The Charitable Remainder Trust (CRT)
Nov. 8, 2022
The tax Code provides a very strong incentive for making gifts of appreciated property to charity. Not only is there an income tax deduction for the fair market value of the contributed property, which offsets ordinary income, but at the same time you do not recognize the gain on which you would have been taxed had you sold the property and contributed the proceeds.
But what if you could claim a deduction for at least a portion of the value of the property, while also receiving an income stream from the proceeds of sale, somewhat in the manner of an installment sale?
This is the basic premise of the charitable remainder trust, or CRT. You contribute appreciated property to an irrevocable trust, which pays income back to you over your lifetime or for a term of years, with the remainder at your death or at the end of the term to one or more charities of your choice.
The trust itself is exempt from income tax, which means that when the property is sold by the trustee, there is no immediate tax on the gain. Instead, the gain is included in the amounts that are distributed to you as income over some number of years, somewhat in the manner of an installment sale.

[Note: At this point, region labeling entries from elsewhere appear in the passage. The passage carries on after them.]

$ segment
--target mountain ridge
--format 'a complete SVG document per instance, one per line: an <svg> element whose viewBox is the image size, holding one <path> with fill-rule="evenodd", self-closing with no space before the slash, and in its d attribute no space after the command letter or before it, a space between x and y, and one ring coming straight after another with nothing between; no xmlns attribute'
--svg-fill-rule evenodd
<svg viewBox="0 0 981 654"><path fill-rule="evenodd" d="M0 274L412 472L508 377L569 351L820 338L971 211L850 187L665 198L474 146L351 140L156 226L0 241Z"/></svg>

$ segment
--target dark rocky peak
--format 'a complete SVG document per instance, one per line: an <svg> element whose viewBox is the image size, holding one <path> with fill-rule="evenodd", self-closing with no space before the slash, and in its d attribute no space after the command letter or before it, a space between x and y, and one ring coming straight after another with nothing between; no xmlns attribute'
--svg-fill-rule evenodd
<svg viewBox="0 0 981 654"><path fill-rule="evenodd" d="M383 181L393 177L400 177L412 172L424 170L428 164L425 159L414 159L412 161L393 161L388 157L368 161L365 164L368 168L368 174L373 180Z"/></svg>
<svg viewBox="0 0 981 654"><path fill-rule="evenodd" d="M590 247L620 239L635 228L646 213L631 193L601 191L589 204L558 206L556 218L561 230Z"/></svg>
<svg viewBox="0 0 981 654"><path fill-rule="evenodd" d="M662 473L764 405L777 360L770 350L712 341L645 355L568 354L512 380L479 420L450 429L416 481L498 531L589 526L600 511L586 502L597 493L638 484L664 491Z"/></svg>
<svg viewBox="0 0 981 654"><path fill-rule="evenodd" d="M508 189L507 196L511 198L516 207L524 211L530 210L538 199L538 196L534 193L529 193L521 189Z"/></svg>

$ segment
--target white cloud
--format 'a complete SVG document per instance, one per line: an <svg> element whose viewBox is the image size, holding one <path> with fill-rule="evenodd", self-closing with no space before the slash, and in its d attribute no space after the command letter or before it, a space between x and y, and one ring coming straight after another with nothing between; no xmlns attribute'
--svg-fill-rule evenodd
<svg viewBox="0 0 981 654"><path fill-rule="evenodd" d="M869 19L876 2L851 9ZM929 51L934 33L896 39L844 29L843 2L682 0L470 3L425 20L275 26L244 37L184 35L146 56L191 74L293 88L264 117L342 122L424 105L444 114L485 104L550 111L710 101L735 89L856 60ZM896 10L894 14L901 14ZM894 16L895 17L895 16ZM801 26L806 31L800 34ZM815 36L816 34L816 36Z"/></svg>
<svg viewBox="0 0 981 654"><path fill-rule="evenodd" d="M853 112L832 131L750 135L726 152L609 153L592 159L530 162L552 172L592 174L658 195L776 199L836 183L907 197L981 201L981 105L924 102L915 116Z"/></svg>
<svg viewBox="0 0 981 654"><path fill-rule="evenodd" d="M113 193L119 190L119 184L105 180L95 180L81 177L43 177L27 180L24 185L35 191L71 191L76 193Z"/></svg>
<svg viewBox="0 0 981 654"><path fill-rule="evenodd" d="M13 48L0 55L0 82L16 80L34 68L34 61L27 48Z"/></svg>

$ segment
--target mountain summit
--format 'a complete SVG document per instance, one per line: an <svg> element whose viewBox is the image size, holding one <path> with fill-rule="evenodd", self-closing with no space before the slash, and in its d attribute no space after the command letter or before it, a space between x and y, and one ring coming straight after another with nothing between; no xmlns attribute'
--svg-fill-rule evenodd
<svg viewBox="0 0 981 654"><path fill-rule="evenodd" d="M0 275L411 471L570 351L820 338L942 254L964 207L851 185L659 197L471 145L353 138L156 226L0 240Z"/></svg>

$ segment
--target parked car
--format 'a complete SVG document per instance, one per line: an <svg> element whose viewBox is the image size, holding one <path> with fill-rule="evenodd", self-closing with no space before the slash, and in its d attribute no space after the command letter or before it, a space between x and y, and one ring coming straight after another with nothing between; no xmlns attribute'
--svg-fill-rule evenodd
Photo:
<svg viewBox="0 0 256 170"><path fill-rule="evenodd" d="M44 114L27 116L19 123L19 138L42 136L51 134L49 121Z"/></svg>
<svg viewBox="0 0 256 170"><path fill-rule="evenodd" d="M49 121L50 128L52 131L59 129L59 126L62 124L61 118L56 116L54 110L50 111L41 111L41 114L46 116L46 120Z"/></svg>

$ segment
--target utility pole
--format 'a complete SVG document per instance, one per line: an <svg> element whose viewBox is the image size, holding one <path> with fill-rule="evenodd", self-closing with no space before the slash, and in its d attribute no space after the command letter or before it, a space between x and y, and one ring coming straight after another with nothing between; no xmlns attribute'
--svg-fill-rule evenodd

Of course, there are a few requirements in the tax Code that must be met to achieve this result.
One, the present value of the remainder to charity must be at least ten percent. That calculation is made with reference to actuarial tables the IRS revises every ten years, which provide remainder factors based on current yields on Treasury notes on the date the trust is set up.
And two, your retained "income" interest must be in the form of either a fixed annuity, at least five percent of the fair market value of the property contributed to the trust, or a "unitrust" amount, also at least five percent. A unitrust is a fixed percentage of the value of the trust assets, updated every year.
It is also possible to set up a charitable remainder trust for the benefit of someone other than yourself, for example a spouse or child, and/or for more than one life, provided the ten percent remainder requirement is met. There may be gift tax implications to these arrangements, but these can be addressed by reserving a power to revoke the "income" gift, so that the gift is incomplete until distributions are actually made.